Balancing Risk and Efficiency in Drug Development for Rare Tumors 

How to balance risk and efficiency in drug development for rare and challenging tumors is a question addressed in the series by Mellinghoff and Cloughesy, with glioma cancers as an example. The authors review clinical trial designs during early drug development, such as window-of-opportunity and other perioperative designs. Window-of-opportunity trial designs leverage the period between the cancer diagnosis, typically by tumor biopsy, and tumor resection to carry out detailed pharmacodynamic evaluation in tumors that are not affected by prior treatment. The authors share lessons learned in glioma and highlight examples from other cancers, illustrating that key concepts apply to other rare cancers. The authors’ insights are especially significant as drug development has evolved toward targeting highly specific molecular targets.  

Why So Many Trial Designs? 

Clinical trial protocols are assessed for their scientific integrity, data, and safety monitoring, and reviewed for methodological, scientific, and ethical issues. Understanding the trial design is crucial in evaluating investigational treatments and novel protocols. Over the years, an increasing number of early-phase trial designs have emerged, and Clertant reviews the efforts by statisticians over the past three decades to improve the design and accuracy of early-phase oncology trials.5 His exhaustive qualitative assessment of several designs that are currently proposed and in use explores the designs’ technical differences, advantages, and properties.  
 
“This is a comprehensive summary of all of the different designs that are currently being used and sheds new light on the different classes of designs that are available,” Dr. Devlin said.  

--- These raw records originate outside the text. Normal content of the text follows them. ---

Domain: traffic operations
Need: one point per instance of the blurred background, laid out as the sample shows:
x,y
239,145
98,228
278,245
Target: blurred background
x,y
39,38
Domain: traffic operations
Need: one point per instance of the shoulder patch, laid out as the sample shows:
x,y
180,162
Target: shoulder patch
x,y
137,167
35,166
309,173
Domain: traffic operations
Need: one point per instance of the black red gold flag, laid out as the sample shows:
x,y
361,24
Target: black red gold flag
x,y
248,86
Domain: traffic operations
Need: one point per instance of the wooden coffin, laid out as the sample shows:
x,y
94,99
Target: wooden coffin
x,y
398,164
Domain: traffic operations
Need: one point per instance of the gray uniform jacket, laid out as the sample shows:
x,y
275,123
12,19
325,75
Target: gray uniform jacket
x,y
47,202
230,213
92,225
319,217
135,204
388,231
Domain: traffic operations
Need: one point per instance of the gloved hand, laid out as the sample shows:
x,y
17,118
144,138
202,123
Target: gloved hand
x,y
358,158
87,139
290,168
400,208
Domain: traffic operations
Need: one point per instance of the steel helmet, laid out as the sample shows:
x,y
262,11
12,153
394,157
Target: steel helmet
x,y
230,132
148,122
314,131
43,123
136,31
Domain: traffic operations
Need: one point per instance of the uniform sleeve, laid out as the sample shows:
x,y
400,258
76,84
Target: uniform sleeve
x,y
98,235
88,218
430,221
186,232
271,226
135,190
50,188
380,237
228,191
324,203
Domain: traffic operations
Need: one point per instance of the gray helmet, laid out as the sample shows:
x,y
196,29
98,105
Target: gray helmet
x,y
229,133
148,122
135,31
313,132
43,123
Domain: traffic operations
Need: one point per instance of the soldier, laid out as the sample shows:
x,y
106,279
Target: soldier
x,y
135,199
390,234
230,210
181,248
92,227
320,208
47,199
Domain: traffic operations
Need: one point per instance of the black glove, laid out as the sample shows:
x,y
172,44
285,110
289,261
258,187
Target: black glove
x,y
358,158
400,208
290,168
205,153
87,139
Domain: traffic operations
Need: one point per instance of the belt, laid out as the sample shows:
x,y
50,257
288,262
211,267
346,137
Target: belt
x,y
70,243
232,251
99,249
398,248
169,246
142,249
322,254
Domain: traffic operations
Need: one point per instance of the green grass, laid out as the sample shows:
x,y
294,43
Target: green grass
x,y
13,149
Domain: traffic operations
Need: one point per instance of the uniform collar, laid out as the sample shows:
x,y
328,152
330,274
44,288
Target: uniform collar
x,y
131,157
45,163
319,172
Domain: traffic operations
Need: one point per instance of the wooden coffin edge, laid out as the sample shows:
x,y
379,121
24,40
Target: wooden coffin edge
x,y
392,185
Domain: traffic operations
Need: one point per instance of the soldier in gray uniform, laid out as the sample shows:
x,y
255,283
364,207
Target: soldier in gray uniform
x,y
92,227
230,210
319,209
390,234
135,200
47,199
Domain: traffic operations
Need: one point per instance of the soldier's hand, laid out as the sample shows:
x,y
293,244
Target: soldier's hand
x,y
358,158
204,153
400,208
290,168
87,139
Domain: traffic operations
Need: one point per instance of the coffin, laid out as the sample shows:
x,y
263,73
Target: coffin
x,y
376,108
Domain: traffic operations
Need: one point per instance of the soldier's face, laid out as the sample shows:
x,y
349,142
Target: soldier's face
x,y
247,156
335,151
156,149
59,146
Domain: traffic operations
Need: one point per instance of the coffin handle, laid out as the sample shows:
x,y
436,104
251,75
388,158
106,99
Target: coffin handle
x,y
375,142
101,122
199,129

Methodologies to Analyze Observational Data  

In the era of biomedical data, observational data are increasingly being used for comparative effectiveness research and to generate real-world evidence. Xu et al review the latest statistical methodologies of how to incorporate individual patient variables into clinical research within oncology.6 The authors review methods such as double robustness, which have been intensively studied in statistics although they are not yet widely used in clinical research. The authors hope to familiarize oncology statisticians and researchers with state-of-the-art statistical approaches and provide additional references for further reading.  
 
Dr. Devlin described the article as “a comprehensive summary of where the field is now with great references that someone who is just entering this area can read and get up to speed with the current state-of-the-art methods.”  
 
Together, the articles in the special series highlight the need for industry, academia, regulators, patient advocates, and other independent groups to work together, share lessons learned, and improve the safety and efficacy of new agents to ultimately improve outcomes for patients with cancer.  

References 

  1. Devlin S, Iasonos A. Statistics in Oncology. J Clin Oncol. 2022;40:3471-3.  
  2. Lin X, Lee S, Sharma P, et al. Summary of US Food and Drug Administration Chimeric Antigen Receptor (CAR) T-Cell Biologics License Application Approvals From a Statistical PerspectiveJ Clin Oncol. 2022;40:3501-9. 
  3. Fourie Zirkelbach J, Shah M, Vallejo J, et al. Improving Dose-Optimization Processes Used in Oncology Drug Development to Minimize Toxicity and Maximize Benefit to Patients. J Clin Oncol. 2022;40:3489-3500. 
  4. Mellinghoff IK, Cloughesy TF. Balancing Risk and Efficiency in Drug Development for Rare and Challenging Tumors: A New Paradigm for Glioma. J Clin Oncol. 2022;40:3510-9. 
  5. Clertant M. Early-Phase Oncology Trials: Why So Many Designs? J Clin Oncol. 2022;40:3529-36. 
  6. Xu R, Chen G, Connor M, et al. Novel Use of Patient-Specific Covariates From Oncology Studies in the Era of Biomedical Data Science: A Review of Latest Methodologies. J Clin Oncol. 2022;40:3546-53.